The problem with prices is that they do not always reflect the full costs of an action. One of the best-known examples is cases of “externality,” when there are costs (or in some cases benefits) imposed on others. If prices do not reflect the full cost of the resource, as in the case of pollution from cars and coal power plants, and the need to maintain huge armies in the Middle East to protect access, then consumers will use too much of the resource, given its value.
We need to “get prices right” to ensure that the way we use oil and gas both encourages the correct level of development of hydrocarbons and discourages their use when that would be harmful.
So you may not find the “prices cause more use of petroleum products!” argument above to be a success story. Prices have done their work, but have we gotten prices right? There are reasons to wonder. And if we have not “gotten prices right” then all my optimism above may be misplaced.
Part of the problem with prices for DAPL has to do with the aforementioned externalities. But another part has to do with Native American property rights and eminent domain.

Native American Property Rights

I find it surprising, and bit disturbing, that a lot of pro-market, pro-property-rights folks are so cavalier in dismissing the treaty obligations of the US to respect the sovereign territory of aboriginal Americans. Several Native American groups were ceded very specifically described territories in the Ft. Laramie Treaty of 1851. One of these groups were the Sioux, including the Lakota who now live in the Standing Rock Reservation in North Dakota.
Now, it’s true that the US reneged on its obligations under that treaty, even though the treaty was never formally cancelled. And it’s also true that the US offered a pittance as “compensation,” though the Lakota never accepted the money or agreed to give up their claim on the land.
Much of the land being used for the pipeline near the reservation is “federal,” but only in the sense that the government ignored the 1851 treaty and retained the land. The pipeline route does skirt the federally recognized reservation boundaries, but passes directly through several sacred sites, some of which have already been preemptively bulldozed. But a court has said that the Standing Rock Sioux cannot block construction.
The current objections being made by the Lakota and other groups to DAPL are partly based on the disruption of sacred sites, and partly a concern for the safety of water supplies.
You could say that this is simply an instance where eminent domain can be used, but that’s not exactly right. This is a privately financed and built pipeline; it’s not a state road project.

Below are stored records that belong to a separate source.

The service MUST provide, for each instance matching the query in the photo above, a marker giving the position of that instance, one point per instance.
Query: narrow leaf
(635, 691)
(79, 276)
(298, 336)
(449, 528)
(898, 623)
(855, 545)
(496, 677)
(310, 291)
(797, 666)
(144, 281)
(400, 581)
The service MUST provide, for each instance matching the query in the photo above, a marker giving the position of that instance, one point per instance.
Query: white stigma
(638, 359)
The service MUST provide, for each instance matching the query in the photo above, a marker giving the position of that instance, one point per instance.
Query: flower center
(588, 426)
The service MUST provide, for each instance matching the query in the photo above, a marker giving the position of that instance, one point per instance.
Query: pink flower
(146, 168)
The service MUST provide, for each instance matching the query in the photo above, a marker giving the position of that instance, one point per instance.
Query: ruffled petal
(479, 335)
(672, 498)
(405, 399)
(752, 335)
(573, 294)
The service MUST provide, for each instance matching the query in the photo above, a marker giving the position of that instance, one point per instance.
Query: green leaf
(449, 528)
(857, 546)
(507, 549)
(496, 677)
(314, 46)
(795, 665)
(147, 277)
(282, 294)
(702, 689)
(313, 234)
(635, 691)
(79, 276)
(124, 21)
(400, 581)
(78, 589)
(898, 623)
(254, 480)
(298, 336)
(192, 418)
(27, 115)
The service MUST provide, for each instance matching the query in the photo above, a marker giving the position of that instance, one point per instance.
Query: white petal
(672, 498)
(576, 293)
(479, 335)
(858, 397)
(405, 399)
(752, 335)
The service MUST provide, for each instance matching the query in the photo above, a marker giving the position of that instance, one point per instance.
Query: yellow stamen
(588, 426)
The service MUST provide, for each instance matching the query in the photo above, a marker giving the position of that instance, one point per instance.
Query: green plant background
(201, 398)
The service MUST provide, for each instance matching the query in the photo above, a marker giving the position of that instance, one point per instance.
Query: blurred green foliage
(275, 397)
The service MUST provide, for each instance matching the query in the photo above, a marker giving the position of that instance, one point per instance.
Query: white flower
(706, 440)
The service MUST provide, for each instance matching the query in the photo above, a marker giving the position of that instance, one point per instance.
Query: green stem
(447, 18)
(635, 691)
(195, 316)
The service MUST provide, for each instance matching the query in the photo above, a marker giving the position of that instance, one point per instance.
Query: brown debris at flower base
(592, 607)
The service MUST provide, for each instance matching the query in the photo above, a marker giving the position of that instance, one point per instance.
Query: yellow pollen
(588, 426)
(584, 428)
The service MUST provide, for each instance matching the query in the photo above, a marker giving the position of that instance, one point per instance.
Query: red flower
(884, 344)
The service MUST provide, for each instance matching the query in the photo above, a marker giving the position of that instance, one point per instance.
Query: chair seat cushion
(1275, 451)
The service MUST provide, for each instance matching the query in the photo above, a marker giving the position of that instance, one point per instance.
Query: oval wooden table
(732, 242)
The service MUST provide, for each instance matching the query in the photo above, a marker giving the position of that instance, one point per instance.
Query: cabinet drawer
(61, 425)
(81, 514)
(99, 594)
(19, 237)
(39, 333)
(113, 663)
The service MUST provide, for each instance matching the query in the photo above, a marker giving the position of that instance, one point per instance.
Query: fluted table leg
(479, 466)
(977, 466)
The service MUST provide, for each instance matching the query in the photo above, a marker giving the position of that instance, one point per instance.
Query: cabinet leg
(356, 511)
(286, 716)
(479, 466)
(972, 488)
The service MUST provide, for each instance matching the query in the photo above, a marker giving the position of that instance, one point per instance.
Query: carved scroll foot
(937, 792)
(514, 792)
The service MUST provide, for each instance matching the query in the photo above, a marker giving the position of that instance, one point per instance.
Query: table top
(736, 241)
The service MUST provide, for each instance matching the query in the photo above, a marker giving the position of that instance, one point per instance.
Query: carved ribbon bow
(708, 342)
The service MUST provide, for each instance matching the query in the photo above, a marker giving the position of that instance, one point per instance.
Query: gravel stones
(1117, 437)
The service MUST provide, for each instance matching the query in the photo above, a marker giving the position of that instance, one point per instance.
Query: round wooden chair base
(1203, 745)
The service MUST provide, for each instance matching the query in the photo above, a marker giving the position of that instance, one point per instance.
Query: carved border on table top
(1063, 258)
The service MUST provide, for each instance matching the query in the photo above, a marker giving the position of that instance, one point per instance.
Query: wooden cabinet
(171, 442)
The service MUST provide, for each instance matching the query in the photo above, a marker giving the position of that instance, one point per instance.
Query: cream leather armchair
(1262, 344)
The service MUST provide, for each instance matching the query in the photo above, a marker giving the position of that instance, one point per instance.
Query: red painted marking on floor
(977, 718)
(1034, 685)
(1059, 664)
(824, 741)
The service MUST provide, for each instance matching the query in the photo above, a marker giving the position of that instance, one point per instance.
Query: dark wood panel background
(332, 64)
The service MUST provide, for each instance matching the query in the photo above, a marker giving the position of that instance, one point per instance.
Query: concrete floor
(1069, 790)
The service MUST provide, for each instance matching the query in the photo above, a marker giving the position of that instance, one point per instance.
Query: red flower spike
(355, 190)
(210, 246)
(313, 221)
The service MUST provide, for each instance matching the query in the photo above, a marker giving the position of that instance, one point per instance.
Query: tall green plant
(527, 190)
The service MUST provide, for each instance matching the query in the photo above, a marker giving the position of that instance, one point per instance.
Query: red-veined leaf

The company building the pipeline, Energy Transfer Partners, is asking for a permanent pipeline easement 50 feet wide, and a temporary construction easement of up to 100 feet on agricultural land. These should be privately negotiated.
How are we to value peoples’ rights to withhold their consent to have the land used in ways they oppose? What is the correct “price” for such considerations? How far can we press the logic of Kelo v. New London in expanding the notion of “public purpose”?
Markets can’t answer this question; it’s a property rights problem. If property rights are not clearly specified, markets fail. That may not be the fault of markets per se, and rather reflect government failure, but it’s a failure nonetheless. How can we “get prices right”?
More generally, how are we to adjudicate disputes about the prices for DAPL? Eminent domain always suppresses the price mechanism, and substitutes coercion and “expertise.” The reason that prices give accurate information about scarcity is that markets aggregate many pieces of information from dispersed sources.
No expert could possibly substitute his or her judgment for that process. The subjective value of the use of land, in the form of the price owners are willing to charge to sell or rent use of the land, is (or should be) a key element of the decision whether, and where, to build the pipeline.


All of this raises an important question: do the economic facts on the ground tell us that DAPL should be built? I’m afraid I don’t know. The more I learn, the less sure I am of the answer. Still, if we can move our debates in that direction of getting prices right, at least we will be asking the right questions.